気象変動による暖冬化。こんな話はよく聞きますよね。確かに、平均気温(正確に言えば移動平均)で見ると徐々に暖冬化の傾向は各地でみられるようになっています。ただ実際現地では、とんでもない暖冬の年もある一方、かつてない爆弾低気圧によって豪雪に見舞われる年も増えています。極端な気象条件の発生頻度の増加が、気象変動の実態と言ってもよいのかもしれません。

そんな突発的な豪雪年に、(熱帯由来で北限にまで分布を広げた)ニホンザルは無事に冬を越せるのでしょうか。こんな疑問を動機に、研究をしてみました。

成果

調査はいつものとおり、白神山地。

北東部の固定調査区(40m幅で、総延長13キロ程度のルート)を用意し、2008年からニホンザルの採食痕を毎年記録しています。冬季の主食は樹皮と冬芽なので、晩冬季に採食痕を記録することで、その冬にどこで何を食べていたのかが定量的に評価できる、というわけです。

この論文では2012年までのデータで解析。

その結果、以下のことが分かりました。


  • 積雪量が平年並みかそれ以下の年は、一般的に彼らが好んでいるといわれる陽樹の低木類やツルの樹皮と冬芽を採食すること

  • 一方で、雪が平年よりも増加する年(豪雪年)は、上記の採餌をあきらめ、①「寒冷豪雪環境からの避難場」の重要さが高まることで採餌場が制限されること、②耐陰性の強い高木類(ブナ・ホオノキ・トチノキなど)を代替的に採餌すること

がわかりました。

一言でいえば、豪雪年では、「好きなものを努力して食べる」のではなく、「あまり動かず、身近に食べれるものを細々と食べ続ける」というリスク回避型の採食戦術を採用しているようです。
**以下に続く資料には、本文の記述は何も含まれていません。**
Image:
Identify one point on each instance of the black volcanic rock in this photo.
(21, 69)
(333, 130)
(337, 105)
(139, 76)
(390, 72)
こうした採食戦術によって、豪雪年でもどうにか越冬しているようですね。では、こうした豪雪が、具体的にどの程度個体群動態(個体の越冬成功率)に影響が及ぶのでしょうか。

この点は、評価を継続中。続報までお待ちください。

後記

固定調査区は、その後も毎年痕跡評価を続きけており、さらに膨大なデータがたまってきました。ここまで長年にわたって食性を記録し続けたものは、他の種でもそうはないはずです。そろそろ論文化しないといけませんね。